Let me take these in order.

Urban Fragments, by APM Alex, used under CC-BY 2.0

Issue #1 is based on a misapprehension: I don’t think it’s correct to think of the purpose of any copyleft (Affero or otherwise) as preventing fragmentation. GPL has never prevented fragmentation – there have been forks of many GPL projects (and complaints about same) for about as long as GPL has been around. (*cough*emacs*cough*)

Critically for many developers, what GPL does attempt to prevent is free riding – taking a benefit without contributing back. GPL means any valuable improvements in forks (whether or not incompatible) are available to integrate back under the same license terms. This means you can’t “cheat” the primary developers by building your business around proprietary forks of “their” work – they can always reincorporate the valuable bits if they want to.

The frequent use of AGPL in commercial dual-licenses also suggests that free riding is the problem being attacked by strong copylefts, not fragmentation. The logic is simple: AGPL means users usually pay some cost (i.e., not free ride) to participate: either by buying a commercial license, or by sharing code. In contrast, if the goal was to limit fragmentation, the license would say something like “your patches have to be accepted back into the core, or else you have to write a check”, or even better “you have to pass a compatibility test, or else you have to write a check.”

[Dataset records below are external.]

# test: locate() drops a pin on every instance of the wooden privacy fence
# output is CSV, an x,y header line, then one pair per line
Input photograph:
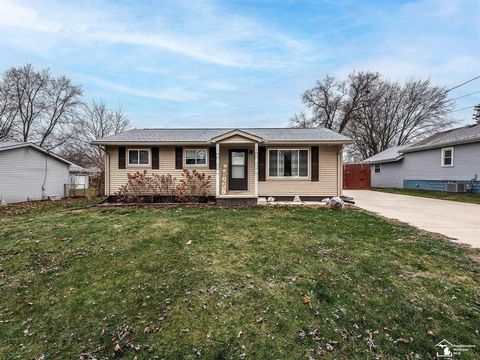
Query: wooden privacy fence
x,y
356,176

It is important to note that “cheat” is in quotes above. In many cases, people have realized that maintaining proprietary forks isn’t actually cheating the primary developers. For example, in many cases, we’ve realized that forking primarily cheats the forkers. For example, many users of the Linux kernel have learned the hard way that running an old fork + a small proprietary module leads to very high maintenance costs. In other cases, the permissive license actually helps fund the primary developers by enabling an open-core model (even if those aren’t trendy at the moment). In yet other cases, the primary author is making their money from other tools or services and so doesn’t care if anyone free-rides on their open source components. 37 Signals and Rails are probably the poster child for this. And of course, much of the industry has simply gotten more mature and less possessive about their software – realizing that whether or not they are “cheated” is usually a silly concern.

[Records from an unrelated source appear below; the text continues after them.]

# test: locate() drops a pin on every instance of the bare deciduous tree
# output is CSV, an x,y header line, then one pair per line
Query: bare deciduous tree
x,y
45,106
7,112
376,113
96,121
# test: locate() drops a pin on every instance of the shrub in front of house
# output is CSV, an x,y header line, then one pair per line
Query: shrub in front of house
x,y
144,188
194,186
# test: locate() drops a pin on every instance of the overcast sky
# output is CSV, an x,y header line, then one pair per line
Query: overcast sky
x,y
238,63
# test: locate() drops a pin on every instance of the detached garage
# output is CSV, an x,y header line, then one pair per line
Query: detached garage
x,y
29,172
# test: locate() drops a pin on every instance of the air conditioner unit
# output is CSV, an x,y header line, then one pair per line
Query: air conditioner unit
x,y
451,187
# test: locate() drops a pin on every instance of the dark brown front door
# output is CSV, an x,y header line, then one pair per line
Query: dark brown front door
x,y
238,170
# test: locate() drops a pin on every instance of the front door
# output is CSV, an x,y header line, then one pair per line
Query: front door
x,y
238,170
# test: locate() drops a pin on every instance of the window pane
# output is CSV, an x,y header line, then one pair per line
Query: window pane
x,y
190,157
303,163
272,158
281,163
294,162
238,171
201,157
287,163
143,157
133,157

This leads to my response to issue #2: in my opinion, the recent increase in permissive licenses is driven as much by the decreasing concern about “cheating” developers (aka free riding) as it is by increased interest in adoption. In that light, the use case for AGPL is straightforward: AGPL makes sense if you’ve got a good reason to be concerned about free riding (say, if your revenue is directly tied to the tool you’re choosing a license for). This is a decreasing number of people, for the reasons described above, but it’s still far from zero. For those folks, increasing adoption may not actually be useful – it’s a case of “we lose money on every sale, but we’ll make it up on volume”.

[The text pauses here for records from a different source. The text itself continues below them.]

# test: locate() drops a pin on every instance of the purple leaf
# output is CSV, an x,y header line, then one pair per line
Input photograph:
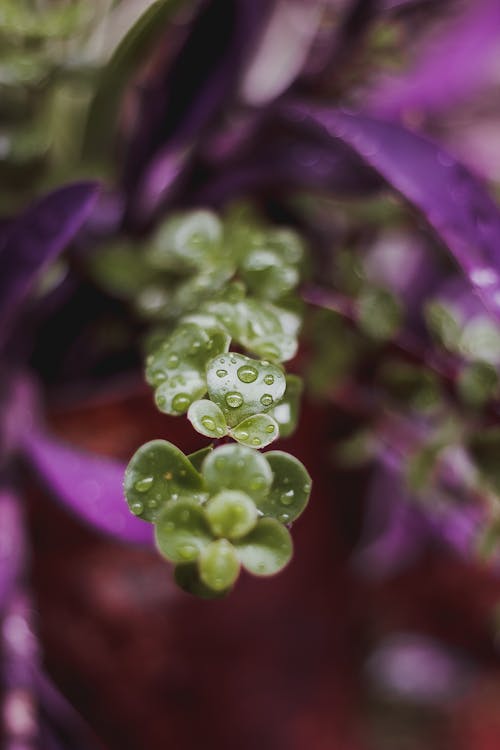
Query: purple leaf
x,y
454,202
12,545
35,238
449,66
90,486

On Issue #3 (increased FUD risk): this certainly seems like a possibility, but in my practice, I’ve seen only a single instance of confusion caused by AGPL spilling onto other licenses, and it was quick and easy to clear up. There is certainly plenty of worry about AGPL, but the worriers are quite clear that this stems from requirements other licenses don’t share. Maybe there will be more confusion if/when someone drafts another Affero-style license, but it doesn’t appear to me to currently be an issue. (By way of contrast, the confusion about the various patent clauses, and who licenses what to whom when, is a recurring theme of discussion with any company that is both filing patents and doing open source.)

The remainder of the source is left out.